C’était toujours assez près de la maison du garde champêtre que les enfants se rencontraient, de peur des gens du château. Sans en être jamais convenus, sans peut-être en avoir délibéré avec eux-mêmes, ils avaient gardé l’un et l’autre le plus profond secret sur leur amitié. De telles intuitions, plus profondes et plus sagaces que des résolutions méditées, sont le génie de l’enfance. De même leur voix restait contenue ; point d’éclats, même dans leurs gaietés. Mais il arriva un matin que Jean-Baptiste vit son frère se glisser dans le parc et prit envie de le suivre. Sur ce terrain défendu naturellement, il s’avança doucement, sans appeler. Le son des voix le frappa ; il s’arrêta, crut reconnaître la voix de son frère, approcha plus doucement encore, et vit la jolie compagne de Jacques. Les deux enfants, comme d’habitude, tenaient le même livre, et le bras de Jacques entourait la taille de Noelly.

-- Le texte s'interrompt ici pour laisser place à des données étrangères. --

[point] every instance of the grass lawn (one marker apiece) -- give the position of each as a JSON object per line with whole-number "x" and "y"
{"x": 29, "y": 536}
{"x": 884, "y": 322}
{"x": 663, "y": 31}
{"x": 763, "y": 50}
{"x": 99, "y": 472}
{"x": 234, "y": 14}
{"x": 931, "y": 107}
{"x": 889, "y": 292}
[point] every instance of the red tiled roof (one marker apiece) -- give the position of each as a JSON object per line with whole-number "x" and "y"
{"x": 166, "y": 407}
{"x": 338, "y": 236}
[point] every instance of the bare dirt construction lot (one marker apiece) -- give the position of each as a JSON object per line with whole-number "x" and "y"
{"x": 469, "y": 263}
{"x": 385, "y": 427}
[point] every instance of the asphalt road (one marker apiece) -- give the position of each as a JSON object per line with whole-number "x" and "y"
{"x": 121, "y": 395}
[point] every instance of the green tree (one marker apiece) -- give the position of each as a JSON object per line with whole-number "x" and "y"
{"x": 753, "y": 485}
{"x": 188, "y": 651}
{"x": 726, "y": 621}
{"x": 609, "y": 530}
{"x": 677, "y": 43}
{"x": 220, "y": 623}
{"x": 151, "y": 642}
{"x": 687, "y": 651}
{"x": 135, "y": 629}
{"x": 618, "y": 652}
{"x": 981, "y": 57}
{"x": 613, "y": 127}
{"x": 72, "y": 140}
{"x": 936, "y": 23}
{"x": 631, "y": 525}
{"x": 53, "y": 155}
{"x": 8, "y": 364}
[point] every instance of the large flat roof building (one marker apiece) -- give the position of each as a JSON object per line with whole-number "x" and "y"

Jean-Baptiste se retira, comme il était venu, furtivement, et grandement émerveillé. Quoi ! Jacques avait une maîtresse, et lui, Jean-Baptiste, l’ainé, il n’en avait pas encore. Cela l’humilia beaucoup, et il se promit bien de ravir à l’étude le temps nécessaire pour faire une conquête à son tour.

Comme on le voit, l’imagination de Jean-Baptiste allait plus loin que celle de son frère, ou plutôt, c’est le contraire, elle se tenait plus près des réalités. Ce n’était pas en vain qu’il avait été mêlé de bonne heure aux conversations des hommes, et en particulier à celles de son père. À l’époque actuelle, peu de gens encore songent à respecter l’enfance ; à cette époque-là, on n’y pensait pas du tout, surtout à la campagne, la plaisanterie grivoise servait, en guise d’esprit, d’assaisonnement à la causerie. Comme toujours, de toute aventure légère, les hommes riaient entre eux, sans compter les suppositions bénévoles, et Jean-Baptiste n’était qu’un gamin, qu’il avait déjà entendu sur tous les tons, y compris le ton sentencieux, que c’était l’affaire des hommes de tromper les femmes, et affaire à celles-ci de se défendre ; qu’un enfant naturel n’avait à s’en prendre qu’à sa mère de son mauvais sort ; qu’en de telles actions enfin, la honte était pour la femme, la gloire pour le séducteur.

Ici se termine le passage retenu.